Nasdaq Quiet on New FPGA Feed Outages

Nasdaq technical glitch hits Apple Facebook and Microsoft
Adam Honoré, research director at Aite Group

Nasdaq OMX took its new hardware-enabled TotalView-ITCH FPGA datafeed offline for periods of time on consecutive days last week, after the feed experienced undisclosed issues and interruptions.

At 2:55pm last Tuesday, Aug. 21, Nasdaq alerted data subscribers and traders that the feed was experiencing an issue, and advised firms to use their multicast ITCH feed as a backup, later advising that the feed would likely remain offline for the remainder of the day.

At 10:23am on Wednesday, Aug. 22, Nasdaq suffered another undisclosed issue that interrupted the primary version of the FPGA feed, forcing the exchange to fail over to a secondary version of the FPGA feed shortly thereafter.

A spokesperson tells Inside Market Data that the FPGA feed was intermittent on Wednesday, prompting Nasdaq to use a backup version for reliability, but was fully restored on Thursday. The spokesperson says the exchange has identified the cause of the failures, but declines to provide specific details, citing security reasons.

Nasdaq launched the feed on Aug. 1 to provide more deterministic latency under peak message volume conditions (IMD, Aug. 20), though—according to data traffic monitoring website marketdatapeaks.com—message volumes were not excessive around the outages.

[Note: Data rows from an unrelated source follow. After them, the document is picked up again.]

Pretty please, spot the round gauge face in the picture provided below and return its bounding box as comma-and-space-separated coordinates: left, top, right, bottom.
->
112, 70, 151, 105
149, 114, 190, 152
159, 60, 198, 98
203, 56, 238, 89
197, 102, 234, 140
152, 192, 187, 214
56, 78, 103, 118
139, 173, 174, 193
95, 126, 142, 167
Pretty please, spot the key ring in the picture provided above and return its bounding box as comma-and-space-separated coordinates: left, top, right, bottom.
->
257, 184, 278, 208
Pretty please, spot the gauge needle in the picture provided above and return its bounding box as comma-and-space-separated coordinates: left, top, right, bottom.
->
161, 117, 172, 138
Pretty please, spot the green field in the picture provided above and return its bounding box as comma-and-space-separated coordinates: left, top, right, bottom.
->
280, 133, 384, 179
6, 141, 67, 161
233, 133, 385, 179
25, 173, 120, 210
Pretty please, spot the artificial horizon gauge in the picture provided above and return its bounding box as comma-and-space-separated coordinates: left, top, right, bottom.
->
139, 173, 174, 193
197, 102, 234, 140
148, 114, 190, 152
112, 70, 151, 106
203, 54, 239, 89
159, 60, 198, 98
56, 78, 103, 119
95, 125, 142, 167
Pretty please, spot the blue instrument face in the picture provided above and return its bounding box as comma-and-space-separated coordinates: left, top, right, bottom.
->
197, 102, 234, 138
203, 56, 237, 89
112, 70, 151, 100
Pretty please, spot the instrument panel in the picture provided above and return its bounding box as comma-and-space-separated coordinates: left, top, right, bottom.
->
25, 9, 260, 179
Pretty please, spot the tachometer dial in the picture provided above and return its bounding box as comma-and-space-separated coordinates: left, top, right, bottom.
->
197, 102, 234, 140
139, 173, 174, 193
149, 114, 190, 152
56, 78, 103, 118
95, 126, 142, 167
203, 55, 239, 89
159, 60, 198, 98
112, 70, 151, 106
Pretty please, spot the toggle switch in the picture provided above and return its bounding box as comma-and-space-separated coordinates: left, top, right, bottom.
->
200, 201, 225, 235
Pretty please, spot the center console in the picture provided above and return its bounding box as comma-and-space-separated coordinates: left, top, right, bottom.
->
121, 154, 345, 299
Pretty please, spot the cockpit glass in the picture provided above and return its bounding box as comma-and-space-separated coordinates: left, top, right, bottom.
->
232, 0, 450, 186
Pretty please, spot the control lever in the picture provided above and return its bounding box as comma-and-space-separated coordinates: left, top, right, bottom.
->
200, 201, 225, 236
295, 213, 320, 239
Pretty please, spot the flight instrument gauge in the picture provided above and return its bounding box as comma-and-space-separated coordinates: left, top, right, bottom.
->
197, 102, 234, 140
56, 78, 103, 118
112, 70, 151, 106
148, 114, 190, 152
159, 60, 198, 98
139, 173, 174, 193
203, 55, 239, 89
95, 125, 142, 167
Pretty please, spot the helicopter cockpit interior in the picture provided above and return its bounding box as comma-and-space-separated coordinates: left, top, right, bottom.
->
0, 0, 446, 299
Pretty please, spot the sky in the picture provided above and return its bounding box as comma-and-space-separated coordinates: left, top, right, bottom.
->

Sources familiar with FPGA usage contacted by IMD were baffled as to the cause of the problems. “FPGAs are great for dealing with the volume problems that the markets are experiencing today, with multiple marketplaces, voluminous order books, and the need to consolidate all that information back together,” says a marketing executive at one technology vendor, adding that these benefits have led to FPGAs being embraced widely for processing incoming data—though not as much for optimizing data distribution in the way that Nasdaq is using its FPGA feed. “But they are very hard to work with,” he adds, citing the complex calculations required to create the processes that will run on the FPGA processor.

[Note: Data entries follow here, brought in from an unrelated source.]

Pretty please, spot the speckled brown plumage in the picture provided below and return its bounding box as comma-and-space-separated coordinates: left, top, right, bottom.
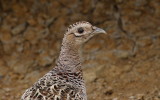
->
21, 21, 105, 100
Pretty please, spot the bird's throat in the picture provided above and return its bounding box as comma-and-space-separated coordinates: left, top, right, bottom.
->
58, 34, 81, 72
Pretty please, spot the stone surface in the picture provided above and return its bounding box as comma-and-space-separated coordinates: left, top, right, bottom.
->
0, 0, 160, 100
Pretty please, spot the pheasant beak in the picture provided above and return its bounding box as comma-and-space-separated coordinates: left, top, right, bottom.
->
93, 26, 107, 34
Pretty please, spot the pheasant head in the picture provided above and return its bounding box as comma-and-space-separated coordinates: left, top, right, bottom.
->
65, 21, 106, 45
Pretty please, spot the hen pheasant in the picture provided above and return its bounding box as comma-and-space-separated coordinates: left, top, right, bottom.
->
21, 21, 106, 100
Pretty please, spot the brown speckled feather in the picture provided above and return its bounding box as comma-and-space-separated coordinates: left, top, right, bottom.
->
21, 21, 104, 100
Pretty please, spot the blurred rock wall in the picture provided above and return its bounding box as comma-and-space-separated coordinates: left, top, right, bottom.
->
0, 0, 160, 100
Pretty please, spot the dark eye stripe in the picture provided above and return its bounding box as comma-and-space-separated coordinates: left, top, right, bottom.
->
78, 27, 84, 33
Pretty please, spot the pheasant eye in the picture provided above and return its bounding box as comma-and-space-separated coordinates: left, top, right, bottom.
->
78, 27, 84, 33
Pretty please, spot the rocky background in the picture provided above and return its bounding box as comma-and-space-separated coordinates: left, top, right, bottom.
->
0, 0, 160, 100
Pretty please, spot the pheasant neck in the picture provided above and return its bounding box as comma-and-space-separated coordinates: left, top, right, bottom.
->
57, 34, 81, 73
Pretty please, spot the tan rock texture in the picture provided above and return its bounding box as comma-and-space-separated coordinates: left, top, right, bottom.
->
0, 0, 160, 100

In addition to being complex, FPGAs are also more rigid than working with software, says Adam Honoré, research director at Aite Group. “The problem with FPGAs is that you can’t just register a new DLL (Dynamic Link Library) or throw a new Java object out there when you need to change something. You have to code it, test it, and flash the cards, which means you can’t do anything to fix a live feed without bringing it down.  Further, it’s not easy to test in the first place, and it takes forever to expand usage,” Honoré adds.

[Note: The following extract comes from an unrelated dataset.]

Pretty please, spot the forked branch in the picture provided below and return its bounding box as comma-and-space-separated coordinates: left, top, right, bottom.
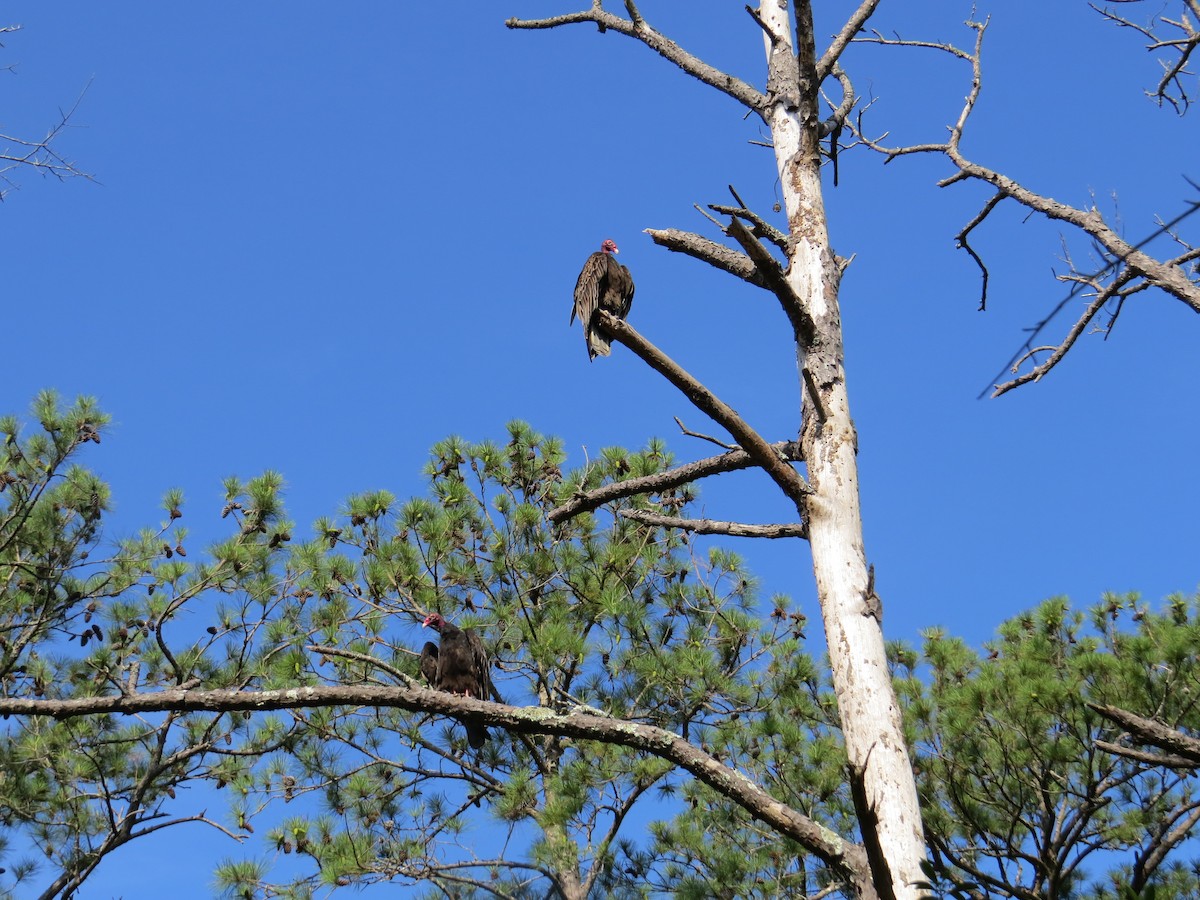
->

And just as the process of coding for FPGAs takes much longer than software because the standard libraries of functions that software programmers take for granted—such as the ability to write to and read memory—don’t exist in hardware, finding out what causes problems can be equally difficult because FPGAs do not generate core dump files when an error occurs, as CPU operating systems do, says one data technologist. “Nasdaq is wise to get into the FPGA space… but it takes a long time, and can be considerably harder to identify problems,” he says. “You can’t hardware-accelerate a plate of spaghetti, which is what some platforms look like—you have to design the platform to be accelerated with very simple flows that don’t need changing constantly.”